As a rule: expose the outputs of cost calculations (print time, unit price) so operators can adjust the result. Lock the inputs (material costs) in material.variables where only admins can change them.

9. What lead times do you offer, and do they affect price?

  • What lead time tiers have you configured in Phasio? (Economy, Standard, Express...)
  • Does a faster lead time cost more? Does a slower one offer a discount?
  • Does the lead time surcharge taper at high quantities? (A 100-part rush is easier to absorb than a 1-part rush)

10. Do you have customer-specific pricing?

  • Are there accounts with negotiated rates on specific materials or processes?
  • Should these be visible as discounts, or baked silently into the unit price?

See the Business Logic deep dive for implementation patterns.

11. What post-processes attach to this process?

  • Which post-processes are available for this material/process combination?
  • Are any of them priced as a percentage of the part price, or independently?
  • Do any post-processes have minimum batch costs? (Dyeing, vapor smoothing, anodising often do)

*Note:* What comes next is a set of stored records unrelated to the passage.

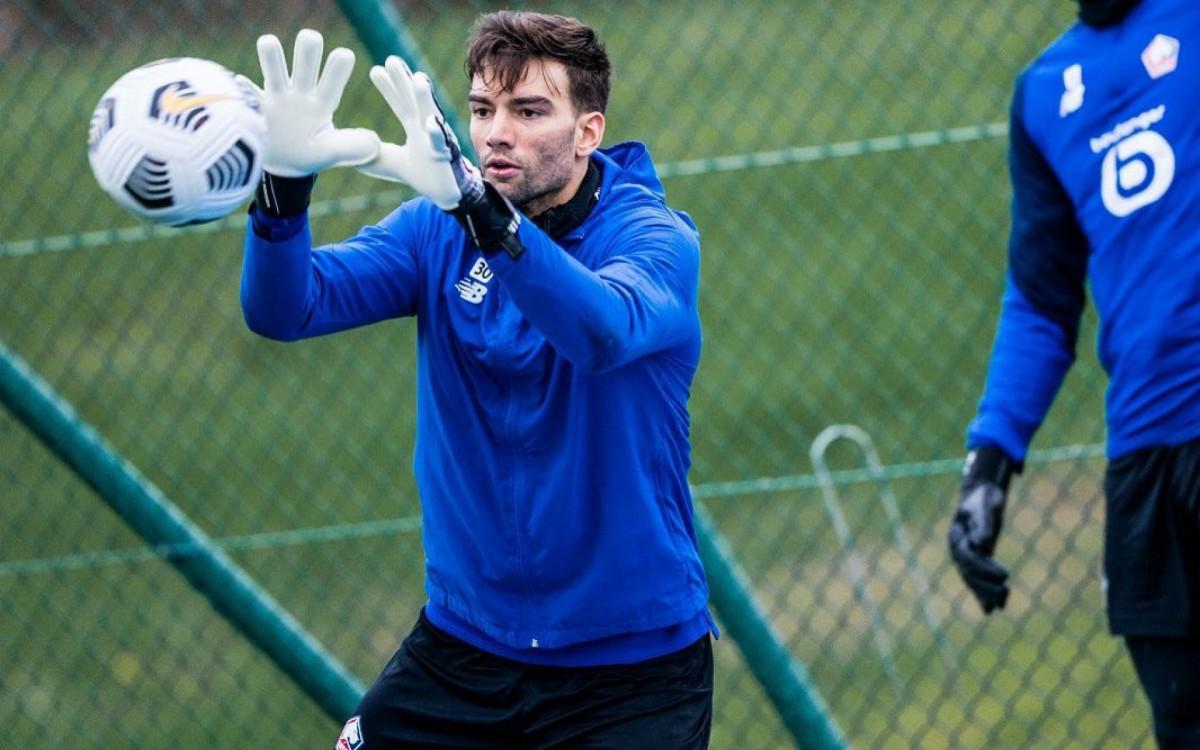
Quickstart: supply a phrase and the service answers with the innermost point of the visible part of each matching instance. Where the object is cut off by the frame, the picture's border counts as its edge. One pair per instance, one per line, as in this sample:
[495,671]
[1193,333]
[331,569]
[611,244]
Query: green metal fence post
[384,33]
[785,681]
[143,507]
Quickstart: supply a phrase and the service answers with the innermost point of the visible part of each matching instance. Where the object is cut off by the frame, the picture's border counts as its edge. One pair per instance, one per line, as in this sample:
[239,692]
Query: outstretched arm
[1035,348]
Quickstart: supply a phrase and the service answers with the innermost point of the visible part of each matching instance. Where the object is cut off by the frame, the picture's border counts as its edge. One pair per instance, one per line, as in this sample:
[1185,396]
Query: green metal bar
[785,681]
[384,33]
[142,505]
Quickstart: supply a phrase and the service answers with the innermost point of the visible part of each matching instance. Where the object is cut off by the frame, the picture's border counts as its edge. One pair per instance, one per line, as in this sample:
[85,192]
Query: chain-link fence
[845,162]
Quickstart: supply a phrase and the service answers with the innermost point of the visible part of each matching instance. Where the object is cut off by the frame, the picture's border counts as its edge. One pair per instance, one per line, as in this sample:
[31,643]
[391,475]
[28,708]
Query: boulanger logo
[1139,163]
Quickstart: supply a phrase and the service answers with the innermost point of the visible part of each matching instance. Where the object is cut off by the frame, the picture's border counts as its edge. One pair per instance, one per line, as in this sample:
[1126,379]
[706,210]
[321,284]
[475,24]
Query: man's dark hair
[1101,13]
[503,43]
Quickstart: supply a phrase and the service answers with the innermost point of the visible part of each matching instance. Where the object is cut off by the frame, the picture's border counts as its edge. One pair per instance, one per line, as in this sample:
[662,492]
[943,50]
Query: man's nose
[499,135]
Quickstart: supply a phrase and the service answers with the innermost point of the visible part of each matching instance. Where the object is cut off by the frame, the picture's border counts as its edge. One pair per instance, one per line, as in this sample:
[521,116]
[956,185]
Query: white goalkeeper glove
[432,163]
[300,136]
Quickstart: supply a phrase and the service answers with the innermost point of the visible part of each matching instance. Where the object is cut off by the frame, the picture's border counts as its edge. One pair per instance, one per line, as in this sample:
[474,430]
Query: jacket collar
[561,220]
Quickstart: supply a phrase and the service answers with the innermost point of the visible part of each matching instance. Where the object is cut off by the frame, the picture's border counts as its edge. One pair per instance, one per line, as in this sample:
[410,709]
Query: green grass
[858,289]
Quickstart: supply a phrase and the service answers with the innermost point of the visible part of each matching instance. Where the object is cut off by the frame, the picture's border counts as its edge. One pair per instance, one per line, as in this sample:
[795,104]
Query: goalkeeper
[1105,169]
[558,334]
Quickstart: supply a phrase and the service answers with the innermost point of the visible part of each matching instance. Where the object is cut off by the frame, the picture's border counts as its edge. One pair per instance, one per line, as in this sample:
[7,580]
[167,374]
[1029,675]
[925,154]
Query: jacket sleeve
[1043,301]
[292,291]
[641,300]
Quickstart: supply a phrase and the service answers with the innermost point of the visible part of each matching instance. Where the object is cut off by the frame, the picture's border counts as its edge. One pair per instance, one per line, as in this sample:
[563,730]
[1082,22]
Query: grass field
[856,289]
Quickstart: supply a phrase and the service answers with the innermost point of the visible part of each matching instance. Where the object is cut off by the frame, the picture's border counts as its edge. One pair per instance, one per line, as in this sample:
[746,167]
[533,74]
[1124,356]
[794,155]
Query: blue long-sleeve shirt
[552,429]
[1105,171]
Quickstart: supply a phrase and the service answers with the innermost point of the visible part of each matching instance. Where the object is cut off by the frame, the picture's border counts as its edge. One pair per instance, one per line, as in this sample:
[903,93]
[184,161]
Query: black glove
[977,523]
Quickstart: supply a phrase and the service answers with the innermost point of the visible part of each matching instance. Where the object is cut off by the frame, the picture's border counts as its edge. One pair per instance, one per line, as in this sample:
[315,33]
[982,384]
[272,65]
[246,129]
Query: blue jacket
[552,445]
[1105,167]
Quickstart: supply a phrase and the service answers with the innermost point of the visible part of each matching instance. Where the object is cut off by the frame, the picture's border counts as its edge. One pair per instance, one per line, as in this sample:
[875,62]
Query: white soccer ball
[178,142]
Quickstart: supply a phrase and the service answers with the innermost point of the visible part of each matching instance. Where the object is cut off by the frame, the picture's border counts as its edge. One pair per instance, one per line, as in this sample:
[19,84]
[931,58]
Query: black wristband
[991,465]
[492,222]
[282,197]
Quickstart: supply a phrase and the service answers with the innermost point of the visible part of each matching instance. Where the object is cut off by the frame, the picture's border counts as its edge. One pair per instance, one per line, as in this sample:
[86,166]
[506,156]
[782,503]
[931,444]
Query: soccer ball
[178,142]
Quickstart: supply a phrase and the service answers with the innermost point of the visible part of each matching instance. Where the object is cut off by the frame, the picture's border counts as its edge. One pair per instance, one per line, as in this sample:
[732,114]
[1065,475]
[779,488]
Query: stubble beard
[546,174]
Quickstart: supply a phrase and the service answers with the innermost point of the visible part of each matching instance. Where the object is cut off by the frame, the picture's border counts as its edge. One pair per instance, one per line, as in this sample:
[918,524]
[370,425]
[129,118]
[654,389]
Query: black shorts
[438,691]
[1152,541]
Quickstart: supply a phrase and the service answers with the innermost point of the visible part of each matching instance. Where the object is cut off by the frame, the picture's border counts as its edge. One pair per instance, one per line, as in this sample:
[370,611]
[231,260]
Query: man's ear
[591,133]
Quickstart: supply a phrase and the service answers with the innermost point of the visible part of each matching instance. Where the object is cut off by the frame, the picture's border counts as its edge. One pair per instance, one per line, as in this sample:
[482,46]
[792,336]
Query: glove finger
[402,81]
[333,81]
[437,133]
[389,165]
[976,568]
[351,147]
[250,85]
[306,60]
[275,67]
[397,101]
[423,90]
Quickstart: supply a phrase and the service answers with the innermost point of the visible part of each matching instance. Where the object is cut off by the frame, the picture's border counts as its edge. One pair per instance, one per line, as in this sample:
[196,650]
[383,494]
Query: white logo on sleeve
[474,286]
[1162,55]
[352,736]
[1073,90]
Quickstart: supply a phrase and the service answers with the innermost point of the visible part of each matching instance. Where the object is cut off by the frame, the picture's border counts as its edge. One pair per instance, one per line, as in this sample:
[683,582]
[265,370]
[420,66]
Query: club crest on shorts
[352,735]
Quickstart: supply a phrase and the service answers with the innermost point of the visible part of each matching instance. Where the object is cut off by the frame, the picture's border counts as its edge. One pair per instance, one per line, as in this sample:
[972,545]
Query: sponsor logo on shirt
[1139,163]
[474,286]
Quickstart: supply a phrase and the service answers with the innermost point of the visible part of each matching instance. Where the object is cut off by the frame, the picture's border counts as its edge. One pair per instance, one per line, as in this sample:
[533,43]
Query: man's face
[527,138]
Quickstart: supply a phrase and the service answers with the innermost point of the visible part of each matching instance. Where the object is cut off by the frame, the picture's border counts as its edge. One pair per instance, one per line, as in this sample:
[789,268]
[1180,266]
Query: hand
[430,161]
[977,523]
[300,135]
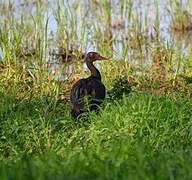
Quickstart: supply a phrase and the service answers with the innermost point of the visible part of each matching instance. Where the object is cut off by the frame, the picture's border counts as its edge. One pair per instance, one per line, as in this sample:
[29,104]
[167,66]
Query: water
[86,16]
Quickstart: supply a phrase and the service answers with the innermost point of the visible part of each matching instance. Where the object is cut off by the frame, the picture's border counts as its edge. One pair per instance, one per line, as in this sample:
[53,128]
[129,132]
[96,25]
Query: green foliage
[120,87]
[139,137]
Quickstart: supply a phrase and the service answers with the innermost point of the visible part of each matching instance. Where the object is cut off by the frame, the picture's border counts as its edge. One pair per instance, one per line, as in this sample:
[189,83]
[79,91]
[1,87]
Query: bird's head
[94,56]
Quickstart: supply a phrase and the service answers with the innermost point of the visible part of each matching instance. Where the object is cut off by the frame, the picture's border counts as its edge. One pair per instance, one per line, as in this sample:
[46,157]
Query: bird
[91,87]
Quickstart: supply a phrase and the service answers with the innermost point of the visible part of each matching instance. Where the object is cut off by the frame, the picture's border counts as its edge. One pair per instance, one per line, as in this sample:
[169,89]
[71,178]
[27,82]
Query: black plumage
[91,87]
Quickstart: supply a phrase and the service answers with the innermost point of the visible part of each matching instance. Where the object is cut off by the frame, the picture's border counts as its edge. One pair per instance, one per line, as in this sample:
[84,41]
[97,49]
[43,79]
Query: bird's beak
[99,57]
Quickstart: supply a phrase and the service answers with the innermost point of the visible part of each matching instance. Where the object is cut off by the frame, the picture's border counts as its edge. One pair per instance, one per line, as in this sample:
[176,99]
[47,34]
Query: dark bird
[90,87]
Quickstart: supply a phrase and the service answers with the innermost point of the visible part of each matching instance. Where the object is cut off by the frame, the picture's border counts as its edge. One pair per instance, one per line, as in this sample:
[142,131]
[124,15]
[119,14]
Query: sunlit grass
[145,134]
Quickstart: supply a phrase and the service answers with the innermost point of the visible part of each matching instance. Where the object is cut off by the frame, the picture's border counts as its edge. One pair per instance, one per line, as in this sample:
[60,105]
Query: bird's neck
[94,71]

Post-process pricing lives at Level 2 - but if the Level 1 equation needs to expose variables that Level 2 will read (e.g. print time for a UV curing step), decide that now and expose them via variable().

When you're ready

If you can answer most of the above, you have enough to build a working first equation. You don't need all the answers - use reviewRequired as a safety net for anything you're not confident about yet, and open up auto-approval as you gain confidence from real order data.

Go to the Start Here page and copy the AI prompt. Paste it into Claude or ChatGPT, answer its questions, and you'll have a working equation to paste into Phasio. The process deep dive pages are there when you want to understand the methodology behind a specific process in depth.